Today the city of Mosul, although almost devoid of Christians for the time being, continues to be the “nominal” seat of two important bishoprics in Iraq. Both these dioceses have been reinforced in recent months with the appointment of new bishops – in January with Najeeb Michaeel Moussa as Archbishop of the Chaldean Catholic Archieparchy of Mosul, and in June with coadjutor bishop Nizar Semaan, to support Archbishop Petros Mouche of the Syriac Catholic Archieparchy of Mosul.

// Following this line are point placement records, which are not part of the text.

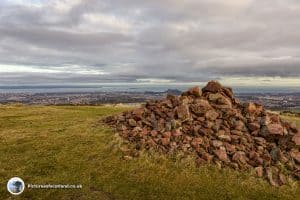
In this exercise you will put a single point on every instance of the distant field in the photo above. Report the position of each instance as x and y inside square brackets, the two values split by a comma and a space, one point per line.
[68, 145]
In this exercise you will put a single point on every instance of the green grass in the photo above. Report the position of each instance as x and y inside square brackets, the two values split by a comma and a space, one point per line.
[68, 145]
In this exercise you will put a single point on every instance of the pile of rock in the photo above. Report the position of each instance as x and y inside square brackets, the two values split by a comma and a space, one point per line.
[219, 129]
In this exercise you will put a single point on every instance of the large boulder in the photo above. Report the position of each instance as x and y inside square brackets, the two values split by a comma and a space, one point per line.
[212, 86]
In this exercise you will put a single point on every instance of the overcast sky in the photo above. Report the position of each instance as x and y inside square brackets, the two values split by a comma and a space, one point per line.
[250, 42]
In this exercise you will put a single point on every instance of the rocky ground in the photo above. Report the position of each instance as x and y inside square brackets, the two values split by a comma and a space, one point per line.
[221, 130]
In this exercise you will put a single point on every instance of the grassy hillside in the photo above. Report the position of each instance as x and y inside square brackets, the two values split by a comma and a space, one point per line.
[68, 145]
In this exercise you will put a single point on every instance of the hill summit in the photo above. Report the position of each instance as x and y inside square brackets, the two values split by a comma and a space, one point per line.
[221, 130]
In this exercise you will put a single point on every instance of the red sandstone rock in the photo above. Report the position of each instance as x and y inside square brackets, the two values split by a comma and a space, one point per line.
[241, 136]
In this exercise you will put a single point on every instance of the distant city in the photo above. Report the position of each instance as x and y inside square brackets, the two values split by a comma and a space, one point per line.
[283, 101]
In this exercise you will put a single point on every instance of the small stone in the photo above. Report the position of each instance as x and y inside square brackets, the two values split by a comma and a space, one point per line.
[200, 161]
[165, 141]
[295, 155]
[251, 107]
[275, 154]
[296, 139]
[239, 157]
[270, 177]
[254, 126]
[282, 179]
[275, 129]
[153, 133]
[167, 134]
[211, 115]
[212, 86]
[196, 91]
[225, 138]
[127, 157]
[217, 143]
[259, 171]
[221, 154]
[196, 142]
[183, 112]
[132, 122]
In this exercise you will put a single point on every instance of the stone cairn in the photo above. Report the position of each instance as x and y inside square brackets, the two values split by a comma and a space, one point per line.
[219, 129]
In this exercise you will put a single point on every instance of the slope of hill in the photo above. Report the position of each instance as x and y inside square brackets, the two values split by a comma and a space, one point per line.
[68, 145]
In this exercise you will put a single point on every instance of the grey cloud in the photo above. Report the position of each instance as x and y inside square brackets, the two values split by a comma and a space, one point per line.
[172, 39]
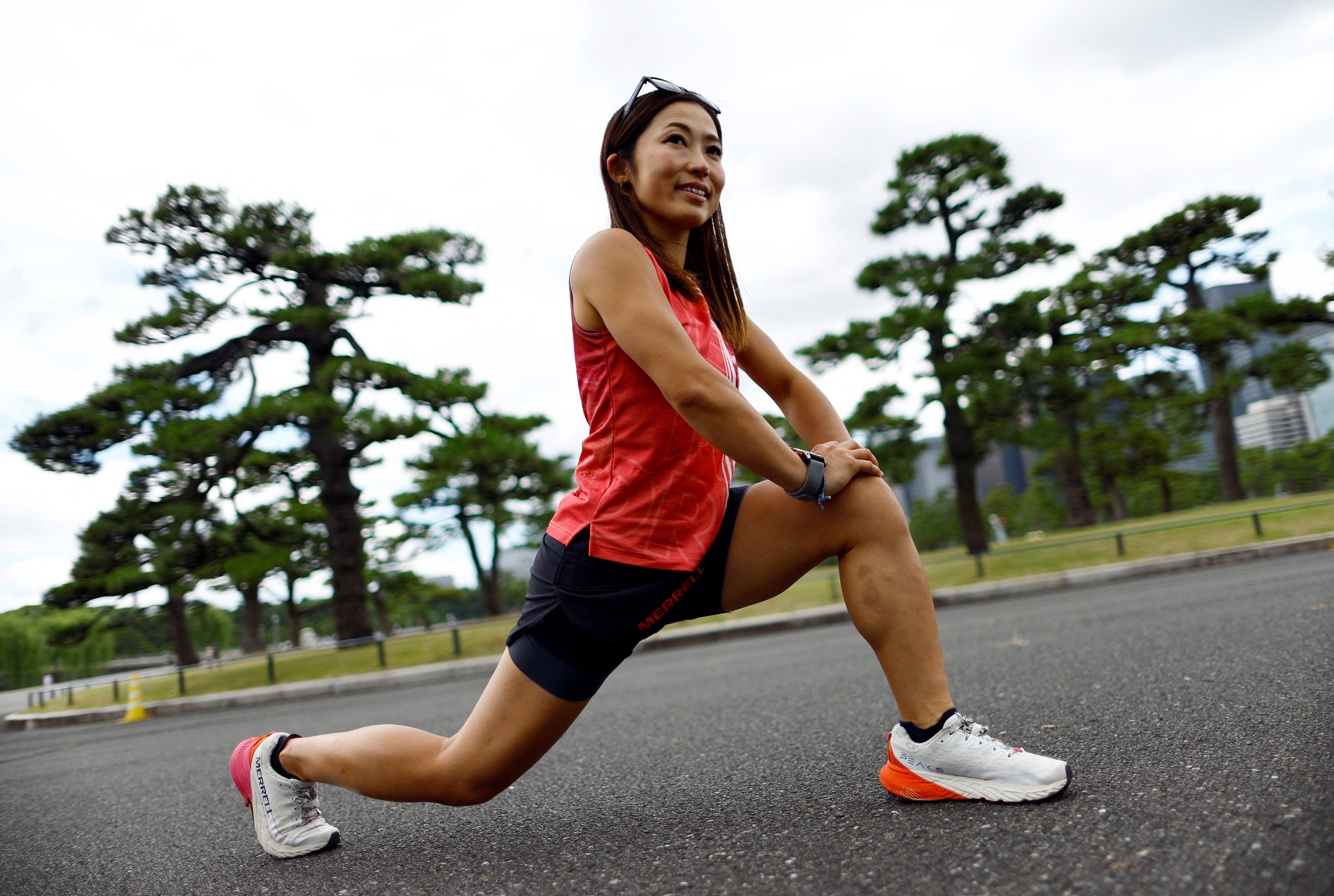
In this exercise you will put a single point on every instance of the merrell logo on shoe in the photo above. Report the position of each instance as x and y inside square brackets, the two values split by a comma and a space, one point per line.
[651, 619]
[917, 763]
[263, 791]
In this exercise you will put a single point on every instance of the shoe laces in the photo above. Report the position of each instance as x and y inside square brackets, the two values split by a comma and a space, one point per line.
[972, 730]
[306, 802]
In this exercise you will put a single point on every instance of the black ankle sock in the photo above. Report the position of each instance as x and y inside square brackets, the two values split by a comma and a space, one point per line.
[274, 761]
[922, 735]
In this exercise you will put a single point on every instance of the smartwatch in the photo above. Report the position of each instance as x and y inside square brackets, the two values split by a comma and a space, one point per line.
[813, 490]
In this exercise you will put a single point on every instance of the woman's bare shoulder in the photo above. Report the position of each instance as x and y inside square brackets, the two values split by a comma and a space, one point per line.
[613, 253]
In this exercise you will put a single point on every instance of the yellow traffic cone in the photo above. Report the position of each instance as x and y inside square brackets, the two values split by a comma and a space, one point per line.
[135, 711]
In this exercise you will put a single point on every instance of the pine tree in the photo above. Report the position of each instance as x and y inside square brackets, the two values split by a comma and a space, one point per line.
[1177, 253]
[958, 186]
[207, 246]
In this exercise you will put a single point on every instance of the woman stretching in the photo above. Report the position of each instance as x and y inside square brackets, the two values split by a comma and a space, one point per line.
[654, 534]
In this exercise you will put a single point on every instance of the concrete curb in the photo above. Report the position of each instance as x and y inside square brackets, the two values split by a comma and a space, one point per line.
[477, 667]
[483, 666]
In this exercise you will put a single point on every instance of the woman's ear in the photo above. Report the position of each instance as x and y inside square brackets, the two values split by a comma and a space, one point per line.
[618, 170]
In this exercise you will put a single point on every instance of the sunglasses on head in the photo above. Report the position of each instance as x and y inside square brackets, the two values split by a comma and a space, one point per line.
[662, 85]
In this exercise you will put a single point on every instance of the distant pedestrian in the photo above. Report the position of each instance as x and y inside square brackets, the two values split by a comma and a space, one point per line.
[653, 534]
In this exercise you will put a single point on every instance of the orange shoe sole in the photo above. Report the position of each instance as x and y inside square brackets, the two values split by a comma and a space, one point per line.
[898, 780]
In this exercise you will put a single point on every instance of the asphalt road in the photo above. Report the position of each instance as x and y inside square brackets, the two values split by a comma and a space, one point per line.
[1195, 709]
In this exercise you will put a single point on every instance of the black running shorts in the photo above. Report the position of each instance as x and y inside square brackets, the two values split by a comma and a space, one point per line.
[585, 615]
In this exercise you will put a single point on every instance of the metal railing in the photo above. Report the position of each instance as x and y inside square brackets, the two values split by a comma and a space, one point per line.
[39, 697]
[1121, 535]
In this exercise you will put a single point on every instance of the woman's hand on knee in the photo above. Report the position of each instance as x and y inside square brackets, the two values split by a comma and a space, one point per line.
[845, 460]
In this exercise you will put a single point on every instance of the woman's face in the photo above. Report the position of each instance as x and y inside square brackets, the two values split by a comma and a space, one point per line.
[678, 171]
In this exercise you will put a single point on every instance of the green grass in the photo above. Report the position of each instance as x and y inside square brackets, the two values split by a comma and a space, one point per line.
[817, 588]
[956, 569]
[485, 639]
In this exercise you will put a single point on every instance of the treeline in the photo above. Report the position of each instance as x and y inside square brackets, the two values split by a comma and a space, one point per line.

Later, Father Kloo hopes to be able to build a complex with accommodation for university students and also for people in need. But the most urgent thing to him is to build a school, since almost the entire million or so inhabitants of Mosul are now Muslims and there are no Christian schools available in the city. Clearly, this is a decisive factor if any families are to consider returning.

Father Kloo is hoping that the Church of the Annunciation will be finished in three months time. And it is a still greater hope for him that this will signify a rebirth of Christianity in this historic city. “People are still afraid”, he says. “However, when the church and the other buildings are open, people will feel more secure … And many people will return.”

Following the invasion of Mosul and the Niveveh Plains in the summer of 2014 the pontifical foundation ACN provided food, shelter, medicine and schooling for displaced Christians and others arriving in Erbil and elsewhere. After the communities began returning home following the expulsion of Daesh, the charity began rebuilding homes, convents, churches and other structures.  ACN donors gave €42.622.212 in aid to Iraq from 2014 until Mai 2019.